A damning report on the inefficiencies created by many small Australian superannuation funds has put the industry into a period of reflection this year. The Productivity Commission, a state body, published the report in March but, as the government is discovering, rationalising sub-scale players is not an easy task.

In all likelihood, the Australian Prudential Regulation Authority (Apra) will have to offer several regulatory sticks and carrots to make headway, argued experts.  

Theoretically, funds could rationalise through an annual scale test applied by Apra, the regulator responsible for overseeing the superannuation industry. Unfortunately, it lacks any mechanisms to force funds to take action. 
 
Only a handful of successful unions have occurred in recent years. The most notable was the marriage of the Australian Retirement Fund and Superannuation Trust of Australia to form AustralianSuper in 2006, and then the folding of Health Super into First State Super in 2011.
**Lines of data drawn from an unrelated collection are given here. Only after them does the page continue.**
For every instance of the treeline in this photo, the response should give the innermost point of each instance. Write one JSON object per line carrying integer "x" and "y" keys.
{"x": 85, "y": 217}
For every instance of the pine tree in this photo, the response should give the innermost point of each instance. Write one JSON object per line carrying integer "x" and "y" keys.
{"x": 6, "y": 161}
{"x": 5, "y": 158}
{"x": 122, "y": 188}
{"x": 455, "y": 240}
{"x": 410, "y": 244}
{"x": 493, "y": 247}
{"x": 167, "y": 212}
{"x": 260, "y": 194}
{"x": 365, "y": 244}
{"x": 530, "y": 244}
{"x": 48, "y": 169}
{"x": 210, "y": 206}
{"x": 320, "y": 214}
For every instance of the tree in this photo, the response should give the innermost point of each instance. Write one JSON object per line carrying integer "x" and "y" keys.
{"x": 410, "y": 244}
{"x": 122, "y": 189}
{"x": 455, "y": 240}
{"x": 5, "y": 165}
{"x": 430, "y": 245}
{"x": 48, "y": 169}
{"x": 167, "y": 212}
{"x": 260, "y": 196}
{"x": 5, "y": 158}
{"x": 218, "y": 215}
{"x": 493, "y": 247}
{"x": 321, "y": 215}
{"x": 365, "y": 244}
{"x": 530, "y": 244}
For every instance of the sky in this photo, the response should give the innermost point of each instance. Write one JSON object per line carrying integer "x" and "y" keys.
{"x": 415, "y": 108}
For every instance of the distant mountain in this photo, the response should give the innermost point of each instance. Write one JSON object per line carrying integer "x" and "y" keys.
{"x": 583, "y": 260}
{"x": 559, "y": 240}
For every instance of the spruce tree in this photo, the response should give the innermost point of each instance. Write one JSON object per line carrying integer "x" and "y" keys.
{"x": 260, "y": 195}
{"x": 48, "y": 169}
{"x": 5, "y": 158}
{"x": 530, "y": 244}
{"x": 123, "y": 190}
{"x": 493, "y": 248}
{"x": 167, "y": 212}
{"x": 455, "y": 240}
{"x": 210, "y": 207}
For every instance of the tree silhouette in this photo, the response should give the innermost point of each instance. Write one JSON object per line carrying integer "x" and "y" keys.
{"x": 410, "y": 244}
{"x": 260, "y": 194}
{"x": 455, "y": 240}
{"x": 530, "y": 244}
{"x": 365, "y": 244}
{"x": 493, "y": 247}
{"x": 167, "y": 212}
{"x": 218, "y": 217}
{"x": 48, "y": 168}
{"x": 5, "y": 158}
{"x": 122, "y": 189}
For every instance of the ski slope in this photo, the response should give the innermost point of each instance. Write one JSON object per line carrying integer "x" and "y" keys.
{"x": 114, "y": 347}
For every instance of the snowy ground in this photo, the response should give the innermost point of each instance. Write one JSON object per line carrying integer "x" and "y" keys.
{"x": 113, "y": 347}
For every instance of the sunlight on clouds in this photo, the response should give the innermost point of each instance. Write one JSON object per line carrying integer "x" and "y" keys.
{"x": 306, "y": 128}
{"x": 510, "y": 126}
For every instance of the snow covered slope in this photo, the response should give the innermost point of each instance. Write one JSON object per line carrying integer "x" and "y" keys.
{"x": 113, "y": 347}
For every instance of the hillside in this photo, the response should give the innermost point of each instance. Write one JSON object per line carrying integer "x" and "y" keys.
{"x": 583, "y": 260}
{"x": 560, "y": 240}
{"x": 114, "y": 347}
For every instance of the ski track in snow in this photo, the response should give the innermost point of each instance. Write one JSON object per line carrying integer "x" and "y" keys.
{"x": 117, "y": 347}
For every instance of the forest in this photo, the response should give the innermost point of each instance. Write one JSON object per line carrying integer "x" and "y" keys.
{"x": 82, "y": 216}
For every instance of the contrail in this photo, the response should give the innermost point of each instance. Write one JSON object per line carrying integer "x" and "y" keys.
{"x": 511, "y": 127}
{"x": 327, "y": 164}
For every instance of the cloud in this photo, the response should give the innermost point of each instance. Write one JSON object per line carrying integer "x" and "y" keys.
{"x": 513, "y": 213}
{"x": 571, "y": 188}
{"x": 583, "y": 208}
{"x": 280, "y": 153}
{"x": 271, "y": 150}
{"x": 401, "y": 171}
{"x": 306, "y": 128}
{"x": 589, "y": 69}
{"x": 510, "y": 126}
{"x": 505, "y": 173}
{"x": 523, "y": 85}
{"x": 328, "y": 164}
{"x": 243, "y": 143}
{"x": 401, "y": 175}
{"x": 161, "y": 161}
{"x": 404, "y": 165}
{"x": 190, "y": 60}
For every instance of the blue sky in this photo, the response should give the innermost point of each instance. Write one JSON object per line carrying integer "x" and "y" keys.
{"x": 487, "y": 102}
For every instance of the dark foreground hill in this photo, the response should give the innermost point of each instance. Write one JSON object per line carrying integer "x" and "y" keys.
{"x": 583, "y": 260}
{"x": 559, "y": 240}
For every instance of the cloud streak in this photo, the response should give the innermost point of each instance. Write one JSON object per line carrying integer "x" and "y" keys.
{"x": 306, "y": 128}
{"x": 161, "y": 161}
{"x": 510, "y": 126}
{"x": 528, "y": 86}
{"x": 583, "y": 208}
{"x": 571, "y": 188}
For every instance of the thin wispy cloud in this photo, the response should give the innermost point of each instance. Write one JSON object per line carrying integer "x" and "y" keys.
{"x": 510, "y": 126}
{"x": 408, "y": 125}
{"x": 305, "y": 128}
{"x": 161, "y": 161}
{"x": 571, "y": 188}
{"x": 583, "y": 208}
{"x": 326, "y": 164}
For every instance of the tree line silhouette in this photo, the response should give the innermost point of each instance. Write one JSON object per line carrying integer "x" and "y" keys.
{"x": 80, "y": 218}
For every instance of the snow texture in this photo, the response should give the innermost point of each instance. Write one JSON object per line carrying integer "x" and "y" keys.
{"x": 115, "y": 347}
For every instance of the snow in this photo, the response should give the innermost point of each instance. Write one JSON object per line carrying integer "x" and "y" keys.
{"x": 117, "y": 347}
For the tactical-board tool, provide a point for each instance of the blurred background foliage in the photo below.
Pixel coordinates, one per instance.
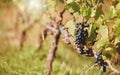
(15, 23)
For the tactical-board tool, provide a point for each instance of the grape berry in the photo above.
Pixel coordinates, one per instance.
(81, 37)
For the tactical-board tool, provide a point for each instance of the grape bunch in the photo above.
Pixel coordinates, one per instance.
(81, 33)
(99, 60)
(81, 36)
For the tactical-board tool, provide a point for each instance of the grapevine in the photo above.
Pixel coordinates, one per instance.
(90, 28)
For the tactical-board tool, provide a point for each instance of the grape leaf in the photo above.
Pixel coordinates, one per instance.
(71, 27)
(91, 30)
(85, 11)
(73, 7)
(104, 40)
(116, 28)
Others have failed, including the attempted A$10 billion marriage of Vision Super and Equipsuper. The pair was in talks for three years, but Equipsuper pulled out weeks before the deal was to be signed in 2012, citing reluctance by Vision Super to adopt its preferred investment model. 

A year earlier, Maritime Super and Auscoal Super ended talks on an A$8 billion merger, saying they couldn’t find an equitable split on value.

Equipsuper is still on the prowl. It approached Energy Super last year, but that deal fell through when two unions reportedly demanded board positions in the new scheme. It is now said to be seeking an alliance with miner Rio Tinto’s super fund, which would create a A$14 billion retirement scheme with 75,000 members.

The key impediment to mergers lies in large part with the trustees of the super funds, who make the ultimate decision over mergers. They’ve been reluctant to consolidate so far. 

“It doesn’t surprise me when mergers don’t proceed. It can be hard to find synergies, to fit teams together, or to reach agreement on contracts,” said Zak May, head of policy at Industry Super Australia

Michael Rice, a partner at actuarial consulting firm Rice Warner, contended that the reticence was partly down to job security, with a successful merger likely to reduce the number of directors on the combined board. “Some trustees have been on boards since their funds were established in the 1980s, so the role can be seen as a lifetime sinecure,” he said. 

Added to that, the boards of super funds can reject merger advances out of hand.  “A board can simply tell a bidding party to go away, and there’s nothing the bidder can do to appeal to target members by suggesting their current fund could be doing better,” Rice noted. “We believe funds who receive a serious bid and then reject it should be required to explain their reasons to Apra.”

Eva Scheerlink, who represents the interests of directors and fund staff as head of the Australian Institute of Superannuation Trustees, agreed there was a problem with inertia. “Trustees can be very protective of their members and their roles,” she told AsianInvestor. “They need to be reminded of their fiduciary duty to act in the best interests of members.”

Verging on obese

To facilitate consolidation of super funds, Apra will likely need to take a multi-pronged approach. First it should identify funds that would enjoy economies of scale through a merger. In addition, there are factors to consider other than size alone, such as performance and growth measures. 

Other hurdles to mergers must also be considered; perhaps the biggest is the expense. Rice Warner estimated it costs about A$1 million in time and resources for a small fund to integrate with another. 

“Big funds like Australian Super and UniSuper are unlikely to consider mergers with funds under A$10 billion. It’s too expensive to go through the integration process,” said Rice. It may prove an insurmountable problem, unless the regulator steps in to force mergers. 

Another stumbling block is the need for funds to pass equivalence tests ahead of any merger. At present, trustees have to prove their members will receive benefits equal to the status quo once their funds merge with another organisation. 

“It can be a tough hurdle to meet, and trustees need more clarity on how the equivalence test is employed,” said Scheerlink. “Can it be applied on an aggregate basis, for example, rather than in relation to each benefit?”

Then there is Australia’s tax law, which treats asset transfers as a taxable event. Industry observers say this acts as a disincentive.

The Productivity Commission would be wise to address these requirements when making its final recommendations to the federal government in August. 

Even if the government doesn’t address them all, at the very least introducing a single, transferable account should help consolidate funds at bigger, cheaper and more efficient players—and act as a shot across the bows for fund executives and trustees.